1.     Retrive the images in the documents - all the pages concerned are thus isolated, without losing the metadata already associated with the medium (i.e. the date, place of publication, and the title of the source if applicable).

2.     We separate each image from its support (this is called segmentation)

3.     Then we characterize each image according to a vector defined by a comparison algorithm

4.     So that we can compare similar images and group them into clusters

Thanks to a group of 10 students of the "Cours transversal sur le numérique", with the assistance of Dr. Anna Scius-Bertrand, first tests were carried out during Spring Semester 2021, on a limited corpus of images already available in iiif, published between 1920 and 1939. See the CTN2's report.
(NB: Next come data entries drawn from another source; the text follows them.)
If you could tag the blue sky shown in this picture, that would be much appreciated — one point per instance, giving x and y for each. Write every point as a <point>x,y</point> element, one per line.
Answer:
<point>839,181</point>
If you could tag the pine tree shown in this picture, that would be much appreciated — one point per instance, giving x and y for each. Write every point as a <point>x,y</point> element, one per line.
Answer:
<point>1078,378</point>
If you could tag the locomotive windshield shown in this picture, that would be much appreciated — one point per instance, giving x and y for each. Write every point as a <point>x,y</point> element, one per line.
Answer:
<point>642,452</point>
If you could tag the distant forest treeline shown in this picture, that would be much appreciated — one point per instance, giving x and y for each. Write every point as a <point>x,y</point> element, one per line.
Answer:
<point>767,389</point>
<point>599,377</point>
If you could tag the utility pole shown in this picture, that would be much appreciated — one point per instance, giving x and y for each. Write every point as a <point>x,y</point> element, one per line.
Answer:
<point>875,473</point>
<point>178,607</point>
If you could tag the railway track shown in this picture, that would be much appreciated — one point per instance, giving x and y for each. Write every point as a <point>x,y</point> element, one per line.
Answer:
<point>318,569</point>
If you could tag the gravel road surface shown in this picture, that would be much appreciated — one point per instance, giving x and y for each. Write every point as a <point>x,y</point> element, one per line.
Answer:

The results of the work of CTN2 were presented on May 27 and are available for replay.

In parallel, the team deployed several jupyter notebooks allowing the analysis of the recovered clusters: classification of the clusters according to their number of images, the number of unique cities represented, according to the date of appearance of the oldest image (developments carried out by Cédric Viaccoz, Anna Scius-Bertrand, and Béatrice Joyeux-Prunel)

July 2021 : The team is now working on extending the methodology to the whole corpus. This implies :

- converting a large part of our corpus to iiif format

- passing it into the Explore platform

- linking similar images retrieved from Explore, according to the RDF model of the project (CIDOC-CRM and CIDOC/VIR ontology).